Just to head off knee-jerk commentators: yes, hipsters; yes, beards; yes, rock 'n' roll music; and yes, young people. Maybe those things will get under your skin, but I'll take some 24-year-old patron broadcasting his ironic affinity for Hall and Oates over a grimy furniture store proudly exhibiting its euphemistic convictions about "state's rights."
720 SE Sandy, 467-2469
The reemergence of tiki-bar chain Trader Vic's might have made the loudest splash in mai tai circles (assuming those exist), but those with a more refined taste in fermented molasses ought to cross the river. Rum Club is a collaboration between Mike Shea and Kevin Ludwig of Beaker & Flask (which occupies the same building). Like its neighbor, Rum Club's focus is on classic cocktails, but—as one might expect—it leans a little more heavily on its namesake spirit.
The house daiquiri is a little like something Hemingway would have sipped in Cuba while he channeled the Spanish Civil War. In addition to aged Bacardi, lime, and sugar, Rum Club's version of the drink includes absinthe, bitters, and maraschino. I'm a fan of the Quarterdeck Cocktail—Black Seal Rum, sweet sherry, Scotch, and orange bitters. Cocktails are $8 across the board, and there's a small list of beers in the can and bottle.
Unlike Beaker & Flask, Rum Club's food menu doesn't aspire to be anything grander than a role player (it's a small bar, and even smaller kitchen). Most of it reads like a Betty Draper cocktail party—deviled ham salad sandwich, shrimp cocktail, pickled eggs, wedge salad... even the Olympic Provisions salami is served with Ritz crackers. While it might sound a tad campy, all kitsch is understated, and enjoyability is never compromised for the sake of schtick.

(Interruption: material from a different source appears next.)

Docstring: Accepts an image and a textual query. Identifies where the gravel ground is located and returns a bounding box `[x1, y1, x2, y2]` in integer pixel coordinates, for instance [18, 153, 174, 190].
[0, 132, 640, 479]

Same goes for the space. While there's some distinct tiki touches—birds of paradise on the wallpaper, paper umbrellas—Rum Club avoids looking like it vomited a Jimmy Buffett concert all over the jungle cruise (lookin' at you, Vic).
Dig a Pony
736 SE Grand, 971-279-4409
Dig a Pony is going to do very, very well. Owners Jacob Carey, Aaron Hall, and Page Finlay have hardly reinvented the wheel—if you frequent Inner Eastside bars, you won't exactly be disoriented—but they've managed to create that rare place that feels charming and cozy for a Tuesday evening date, but can also accommodate 100 odd revelers and a dance party come Friday. You can celebrate anything you want (oooh!).
If you ever ate at Niki's, the former occupant of the space, you might be surprised at the original wood, brick, and tile that had been covered up all those years. The restoration is simply beautiful; they've added huge new windows, a 40-stool horseshoe-shaped bar, and an antique piano.
There are 10 beers on tap, and another 20 in the bottle, but I've been particularly impressed with the cocktails. The dark horse, at least for my relatively quiet tastes in liquor, is the Sam Isaacs ($8), made with bourbon, mint, lime, and fresh blackberries. Berries and liquor, to me, evoke Bartles & Jaymes, but this drink never verges on too sweet. I'm pretty sure I drank it in three sips. For you traditionalists, I've also had excellent martinis and negronis.
The food menu, designed by consulting chef Greg Gourdet of Departure, takes budget food a long way. There's a good mix of snacks—roasted sweet potatoes ($5), fried plantains ($4), and seared spinach with raisins and pine nuts ($5)—and entrées ranging from a burger ($9) to chicken thighs with stewed tomatoes and almonds ($9).
If crowds aren't your thing, maybe avoid Dig a Pony on the weekends, but don't avoid it entirely.